Posteggio e capisco che il giovane uomo non ha il green pass. Prima di salire mi soffermo con un capannello di persone nel garage. La discussione si fa concitata, il marittimo fa scudo col suo corpo all’uomo che si ostina a volersi imbarcare. Arriva un uomo robusto di mezza età che con fare deciso e sbrigativo dice di essere il capitano e intima al giovane di uscire immediatamente dalla nave. Quando il passeggero si rifiuta avanza verso di lui e lo spinge verso l’uscita, l’altro tenta di rimanere fermo, ma il capitano lo sovrasta fisicamente e il giovane viene buttato fuori senza tanti complimenti, rotolando a terra sulla banchina.
Mi è dispiaciuto vedere questa scena.
A posteriori mi sono chiesto se avessi potuto in qualche modo intervenire per calmare gli animi, trovare una soluzione ragionevole, ma se qualcuno mi avesse chiesto a che titolo non avrei saputo rispondere.

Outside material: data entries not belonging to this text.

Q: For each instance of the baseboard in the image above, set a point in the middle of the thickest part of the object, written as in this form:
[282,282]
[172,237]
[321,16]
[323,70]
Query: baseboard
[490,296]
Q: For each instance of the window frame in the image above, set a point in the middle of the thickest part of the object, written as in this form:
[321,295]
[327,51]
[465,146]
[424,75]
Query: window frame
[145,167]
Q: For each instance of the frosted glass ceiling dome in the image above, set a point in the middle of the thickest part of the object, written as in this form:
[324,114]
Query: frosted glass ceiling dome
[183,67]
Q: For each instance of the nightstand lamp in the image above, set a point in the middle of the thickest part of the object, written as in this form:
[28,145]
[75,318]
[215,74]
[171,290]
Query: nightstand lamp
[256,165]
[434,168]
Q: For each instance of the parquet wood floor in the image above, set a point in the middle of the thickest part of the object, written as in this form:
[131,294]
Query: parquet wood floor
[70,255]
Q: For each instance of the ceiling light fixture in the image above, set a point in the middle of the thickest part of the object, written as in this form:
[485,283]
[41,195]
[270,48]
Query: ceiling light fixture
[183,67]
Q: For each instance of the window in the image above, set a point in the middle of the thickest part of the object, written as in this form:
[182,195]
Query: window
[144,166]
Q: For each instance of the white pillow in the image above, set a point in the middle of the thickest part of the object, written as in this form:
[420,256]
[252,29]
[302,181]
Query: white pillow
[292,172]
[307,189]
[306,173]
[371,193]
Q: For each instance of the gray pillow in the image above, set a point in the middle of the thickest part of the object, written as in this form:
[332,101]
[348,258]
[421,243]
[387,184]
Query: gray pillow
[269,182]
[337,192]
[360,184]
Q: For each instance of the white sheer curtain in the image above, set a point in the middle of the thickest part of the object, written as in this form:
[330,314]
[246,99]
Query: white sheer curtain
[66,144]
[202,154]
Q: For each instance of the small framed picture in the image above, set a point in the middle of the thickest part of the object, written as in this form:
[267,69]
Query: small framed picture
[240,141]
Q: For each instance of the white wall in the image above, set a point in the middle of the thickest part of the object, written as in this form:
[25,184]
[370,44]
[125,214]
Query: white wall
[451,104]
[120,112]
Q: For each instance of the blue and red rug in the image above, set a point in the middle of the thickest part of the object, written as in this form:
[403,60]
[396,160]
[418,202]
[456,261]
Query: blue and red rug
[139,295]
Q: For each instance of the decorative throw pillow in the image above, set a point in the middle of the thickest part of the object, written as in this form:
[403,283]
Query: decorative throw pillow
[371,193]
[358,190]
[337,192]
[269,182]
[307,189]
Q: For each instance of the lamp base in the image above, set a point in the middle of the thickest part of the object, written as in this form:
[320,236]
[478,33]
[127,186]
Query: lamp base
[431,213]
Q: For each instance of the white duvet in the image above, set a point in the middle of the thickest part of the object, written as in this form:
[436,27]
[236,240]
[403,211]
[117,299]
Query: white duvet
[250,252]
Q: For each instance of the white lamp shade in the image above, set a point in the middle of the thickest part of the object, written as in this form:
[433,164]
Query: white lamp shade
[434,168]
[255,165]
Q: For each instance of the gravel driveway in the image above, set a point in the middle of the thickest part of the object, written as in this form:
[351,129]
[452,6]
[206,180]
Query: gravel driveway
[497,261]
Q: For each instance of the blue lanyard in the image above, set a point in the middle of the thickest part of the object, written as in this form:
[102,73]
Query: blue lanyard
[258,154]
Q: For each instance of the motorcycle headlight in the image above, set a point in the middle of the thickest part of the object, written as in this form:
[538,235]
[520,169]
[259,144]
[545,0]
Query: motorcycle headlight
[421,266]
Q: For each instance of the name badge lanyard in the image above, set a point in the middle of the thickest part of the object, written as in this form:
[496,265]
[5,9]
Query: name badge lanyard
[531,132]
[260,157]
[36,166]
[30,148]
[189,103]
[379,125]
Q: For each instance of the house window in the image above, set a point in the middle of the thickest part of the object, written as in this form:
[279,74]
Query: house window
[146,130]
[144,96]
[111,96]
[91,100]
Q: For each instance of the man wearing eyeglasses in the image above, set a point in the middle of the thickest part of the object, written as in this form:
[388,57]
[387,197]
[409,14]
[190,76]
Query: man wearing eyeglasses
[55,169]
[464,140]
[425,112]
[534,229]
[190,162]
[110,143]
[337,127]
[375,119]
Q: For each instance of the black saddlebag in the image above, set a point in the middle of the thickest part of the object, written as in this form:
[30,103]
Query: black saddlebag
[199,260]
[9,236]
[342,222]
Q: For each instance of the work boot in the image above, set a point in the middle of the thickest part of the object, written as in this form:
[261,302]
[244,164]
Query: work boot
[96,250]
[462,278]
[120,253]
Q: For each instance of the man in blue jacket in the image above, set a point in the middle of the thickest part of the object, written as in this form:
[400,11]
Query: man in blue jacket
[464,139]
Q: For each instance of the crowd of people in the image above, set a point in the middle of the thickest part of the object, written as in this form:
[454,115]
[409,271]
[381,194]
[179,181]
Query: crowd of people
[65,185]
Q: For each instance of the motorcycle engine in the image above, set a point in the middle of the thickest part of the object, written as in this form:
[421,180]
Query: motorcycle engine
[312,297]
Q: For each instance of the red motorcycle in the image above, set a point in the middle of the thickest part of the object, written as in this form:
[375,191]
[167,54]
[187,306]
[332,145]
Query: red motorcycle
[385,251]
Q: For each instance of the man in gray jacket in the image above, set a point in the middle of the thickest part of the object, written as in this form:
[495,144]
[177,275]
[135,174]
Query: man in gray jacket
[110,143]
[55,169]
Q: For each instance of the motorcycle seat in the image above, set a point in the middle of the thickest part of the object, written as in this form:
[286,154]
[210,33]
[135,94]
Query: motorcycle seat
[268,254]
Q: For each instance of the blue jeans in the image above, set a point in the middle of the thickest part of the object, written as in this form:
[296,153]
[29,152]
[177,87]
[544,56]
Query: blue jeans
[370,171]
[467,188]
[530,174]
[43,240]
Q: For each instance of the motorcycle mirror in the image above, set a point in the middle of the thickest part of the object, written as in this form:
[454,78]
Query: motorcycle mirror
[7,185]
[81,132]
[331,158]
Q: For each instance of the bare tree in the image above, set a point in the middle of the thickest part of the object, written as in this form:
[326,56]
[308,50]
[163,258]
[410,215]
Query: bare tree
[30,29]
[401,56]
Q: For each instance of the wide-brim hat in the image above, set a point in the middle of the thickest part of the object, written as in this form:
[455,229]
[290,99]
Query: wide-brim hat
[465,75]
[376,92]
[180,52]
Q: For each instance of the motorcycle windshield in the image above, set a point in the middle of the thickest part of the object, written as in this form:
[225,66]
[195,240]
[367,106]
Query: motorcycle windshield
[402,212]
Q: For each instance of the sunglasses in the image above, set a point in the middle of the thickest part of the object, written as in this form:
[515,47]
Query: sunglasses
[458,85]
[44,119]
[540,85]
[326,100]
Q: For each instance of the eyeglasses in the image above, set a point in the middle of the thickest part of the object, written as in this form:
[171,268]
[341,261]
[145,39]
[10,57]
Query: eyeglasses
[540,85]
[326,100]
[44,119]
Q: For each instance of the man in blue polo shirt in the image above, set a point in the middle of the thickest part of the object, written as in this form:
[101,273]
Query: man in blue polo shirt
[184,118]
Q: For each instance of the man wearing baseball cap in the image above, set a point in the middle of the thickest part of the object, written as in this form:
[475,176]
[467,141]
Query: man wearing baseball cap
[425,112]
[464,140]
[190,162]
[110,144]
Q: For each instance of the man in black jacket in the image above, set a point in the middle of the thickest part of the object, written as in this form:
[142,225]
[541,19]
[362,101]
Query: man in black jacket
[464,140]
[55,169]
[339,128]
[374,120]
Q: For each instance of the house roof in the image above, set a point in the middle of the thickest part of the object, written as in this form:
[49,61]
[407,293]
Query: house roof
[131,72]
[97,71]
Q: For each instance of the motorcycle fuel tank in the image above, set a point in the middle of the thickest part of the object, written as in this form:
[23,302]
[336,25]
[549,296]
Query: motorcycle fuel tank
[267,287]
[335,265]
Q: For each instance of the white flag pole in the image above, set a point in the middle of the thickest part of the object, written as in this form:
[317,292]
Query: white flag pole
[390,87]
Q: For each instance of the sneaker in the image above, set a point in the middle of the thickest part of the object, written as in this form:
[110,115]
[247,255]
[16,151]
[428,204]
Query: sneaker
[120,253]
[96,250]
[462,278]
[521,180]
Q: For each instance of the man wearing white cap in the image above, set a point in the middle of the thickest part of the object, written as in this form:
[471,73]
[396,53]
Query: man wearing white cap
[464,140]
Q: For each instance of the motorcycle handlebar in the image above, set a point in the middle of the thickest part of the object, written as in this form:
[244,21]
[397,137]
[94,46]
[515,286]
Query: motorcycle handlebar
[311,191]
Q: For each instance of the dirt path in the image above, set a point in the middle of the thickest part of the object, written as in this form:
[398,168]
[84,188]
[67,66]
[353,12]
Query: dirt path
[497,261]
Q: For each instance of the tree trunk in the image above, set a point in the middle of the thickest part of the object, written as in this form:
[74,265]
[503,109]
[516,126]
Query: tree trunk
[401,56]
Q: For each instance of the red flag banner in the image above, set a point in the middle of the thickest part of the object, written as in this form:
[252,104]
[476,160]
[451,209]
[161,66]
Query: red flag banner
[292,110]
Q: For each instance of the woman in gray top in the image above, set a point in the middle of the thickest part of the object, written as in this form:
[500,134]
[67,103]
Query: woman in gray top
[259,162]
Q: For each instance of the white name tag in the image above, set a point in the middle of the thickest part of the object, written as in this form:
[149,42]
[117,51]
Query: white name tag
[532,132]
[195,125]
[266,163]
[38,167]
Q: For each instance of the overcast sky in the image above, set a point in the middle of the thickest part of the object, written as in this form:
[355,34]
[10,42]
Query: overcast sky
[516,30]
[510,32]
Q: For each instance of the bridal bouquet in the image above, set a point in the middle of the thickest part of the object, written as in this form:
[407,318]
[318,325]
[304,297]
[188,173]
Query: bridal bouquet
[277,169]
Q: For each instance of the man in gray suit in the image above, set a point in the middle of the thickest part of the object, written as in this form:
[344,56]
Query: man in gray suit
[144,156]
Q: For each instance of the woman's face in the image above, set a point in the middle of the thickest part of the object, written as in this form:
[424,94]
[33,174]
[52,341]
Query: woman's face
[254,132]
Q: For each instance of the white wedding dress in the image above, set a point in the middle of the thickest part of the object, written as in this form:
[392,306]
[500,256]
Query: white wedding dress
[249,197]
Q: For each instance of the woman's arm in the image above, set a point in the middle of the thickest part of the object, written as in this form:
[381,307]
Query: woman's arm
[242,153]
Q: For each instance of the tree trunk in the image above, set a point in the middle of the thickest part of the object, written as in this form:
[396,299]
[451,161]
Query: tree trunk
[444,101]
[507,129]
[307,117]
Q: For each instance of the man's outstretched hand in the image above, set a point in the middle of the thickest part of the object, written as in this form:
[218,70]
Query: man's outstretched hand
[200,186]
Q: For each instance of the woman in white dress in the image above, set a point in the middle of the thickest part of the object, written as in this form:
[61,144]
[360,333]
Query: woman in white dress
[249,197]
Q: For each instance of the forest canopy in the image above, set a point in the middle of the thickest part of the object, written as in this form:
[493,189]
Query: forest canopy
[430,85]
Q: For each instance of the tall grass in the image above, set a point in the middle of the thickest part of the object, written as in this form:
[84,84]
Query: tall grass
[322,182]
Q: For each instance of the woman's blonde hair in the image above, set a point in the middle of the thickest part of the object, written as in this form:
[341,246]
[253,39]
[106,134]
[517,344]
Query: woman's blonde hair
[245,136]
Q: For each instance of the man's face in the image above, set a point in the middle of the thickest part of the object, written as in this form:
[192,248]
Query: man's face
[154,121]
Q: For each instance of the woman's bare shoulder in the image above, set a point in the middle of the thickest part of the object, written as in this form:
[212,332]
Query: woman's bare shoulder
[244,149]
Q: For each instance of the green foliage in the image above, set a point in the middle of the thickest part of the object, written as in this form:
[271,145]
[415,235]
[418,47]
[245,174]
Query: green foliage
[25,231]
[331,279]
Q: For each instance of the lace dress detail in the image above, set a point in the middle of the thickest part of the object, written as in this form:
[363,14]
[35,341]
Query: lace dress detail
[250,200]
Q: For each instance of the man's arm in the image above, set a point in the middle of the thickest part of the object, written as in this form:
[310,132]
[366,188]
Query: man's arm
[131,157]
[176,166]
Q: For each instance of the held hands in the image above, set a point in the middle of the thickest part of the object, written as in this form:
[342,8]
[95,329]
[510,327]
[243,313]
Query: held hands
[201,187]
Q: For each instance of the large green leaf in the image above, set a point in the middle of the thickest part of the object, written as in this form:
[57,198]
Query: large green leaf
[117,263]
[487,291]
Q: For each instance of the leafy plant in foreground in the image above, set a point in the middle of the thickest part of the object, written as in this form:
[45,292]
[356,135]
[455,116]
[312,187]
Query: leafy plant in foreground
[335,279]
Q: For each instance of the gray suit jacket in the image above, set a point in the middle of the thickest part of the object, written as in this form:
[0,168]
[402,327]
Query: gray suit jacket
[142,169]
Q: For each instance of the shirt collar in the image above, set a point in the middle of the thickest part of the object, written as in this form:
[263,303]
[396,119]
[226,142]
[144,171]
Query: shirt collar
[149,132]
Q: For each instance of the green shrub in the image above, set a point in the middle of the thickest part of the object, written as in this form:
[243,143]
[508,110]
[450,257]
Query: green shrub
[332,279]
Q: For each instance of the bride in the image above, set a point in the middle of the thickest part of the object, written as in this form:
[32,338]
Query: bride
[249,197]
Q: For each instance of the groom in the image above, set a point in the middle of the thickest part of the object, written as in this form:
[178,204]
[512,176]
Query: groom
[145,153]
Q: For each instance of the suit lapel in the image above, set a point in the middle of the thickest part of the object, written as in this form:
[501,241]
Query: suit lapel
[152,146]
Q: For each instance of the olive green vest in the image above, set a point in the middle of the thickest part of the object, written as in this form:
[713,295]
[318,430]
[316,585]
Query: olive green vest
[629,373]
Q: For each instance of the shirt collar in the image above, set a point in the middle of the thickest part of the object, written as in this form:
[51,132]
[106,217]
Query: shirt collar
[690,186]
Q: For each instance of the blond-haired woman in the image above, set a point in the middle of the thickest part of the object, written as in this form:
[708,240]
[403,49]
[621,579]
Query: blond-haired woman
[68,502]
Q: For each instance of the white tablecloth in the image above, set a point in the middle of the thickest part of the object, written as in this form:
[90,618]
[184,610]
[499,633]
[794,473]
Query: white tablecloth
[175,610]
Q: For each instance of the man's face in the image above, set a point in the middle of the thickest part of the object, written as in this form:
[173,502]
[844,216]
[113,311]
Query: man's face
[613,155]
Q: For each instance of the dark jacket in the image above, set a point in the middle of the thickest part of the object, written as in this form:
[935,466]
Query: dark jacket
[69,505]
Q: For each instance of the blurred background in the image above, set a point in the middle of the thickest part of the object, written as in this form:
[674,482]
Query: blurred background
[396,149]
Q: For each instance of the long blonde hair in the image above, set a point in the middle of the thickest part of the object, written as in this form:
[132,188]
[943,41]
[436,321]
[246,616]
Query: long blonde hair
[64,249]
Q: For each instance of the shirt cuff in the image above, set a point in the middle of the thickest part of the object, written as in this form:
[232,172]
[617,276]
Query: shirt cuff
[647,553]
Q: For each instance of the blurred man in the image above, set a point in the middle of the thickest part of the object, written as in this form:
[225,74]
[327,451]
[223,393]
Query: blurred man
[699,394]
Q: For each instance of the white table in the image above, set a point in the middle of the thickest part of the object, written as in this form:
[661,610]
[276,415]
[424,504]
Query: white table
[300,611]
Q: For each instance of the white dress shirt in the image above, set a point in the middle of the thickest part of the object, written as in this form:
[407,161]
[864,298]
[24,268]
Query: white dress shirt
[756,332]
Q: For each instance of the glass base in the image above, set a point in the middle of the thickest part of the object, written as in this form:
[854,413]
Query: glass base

Se invece avessi potuto parlare col capitano, gli avrei espresso prima di tutto la mia gratitudine, a lui, al suo equipaggio e alla compagnia che assicurano un servizio vitale per noi elbani, offrendo ai residenti anche un piccolo e apprezzato sconto sul costo del biglietto. Gli avrei detto che quando ci imbarchiamo a Piombino non vediamo l’ora di arrivare dall’altra parte, e che la sua premura per non ritardare la partenza merita l’apprezzamento di tutti noi. Gli avrei suggerito però di aspettare ancora qualche minuto l’arrivo delle forze dell’ordine, le quali si sarebbero prese legittimamente la responsabilità di far imbarcare o meno il passeggero. Certamente il capitano di un traghetto ha uno spazio di autorità che gli permette di prendere iniziative del genere, non sta a me giudicare, ma a mio modesto avviso non è giusto né per l’equipaggio, capitano compreso, né per i passeggeri, né per la compagnia aggiungere questo stress al lavoro già impegnativo degli uomini.
Tutti abbiamo un interesse comune: che l’equipaggio col suo capitano possa fare bene il suo lavoro con serenità, per la sicurezza e la puntualità del trasporto, se ognuno fa il suo dovere senza forzature tutto funziona al meglio, le forze dell’ordine hanno il compito di far rispettare la legge e, nel caso, di usare anche la forza, se questo ruolo deve assumerlo l’equipaggio di un traghetto non è motivo né di serenità né di certezza del diritto.
So bene che le leggi emergenziali degli ultimi due anni hanno provocato tanti equivoci e divisioni, ma nessuno ci guadagnerà da questo clima avvelenato.
Torniamo pertanto ad un senso di gratitudine per il ruolo che ognuno svolge nella nostra comunità e chi pensa che le leggi in vigore siano confuse e sbagliate abbia la possibilità concreta di manifestare liberamente la propria opinione e di esercitare il fondamentale diritto di poter rientrare alla propria abitazione, ma rimaniamo nello stato di diritto perché fuori c’è la rovina di quello che abbiamo conquistato negli ultimi settanta anni.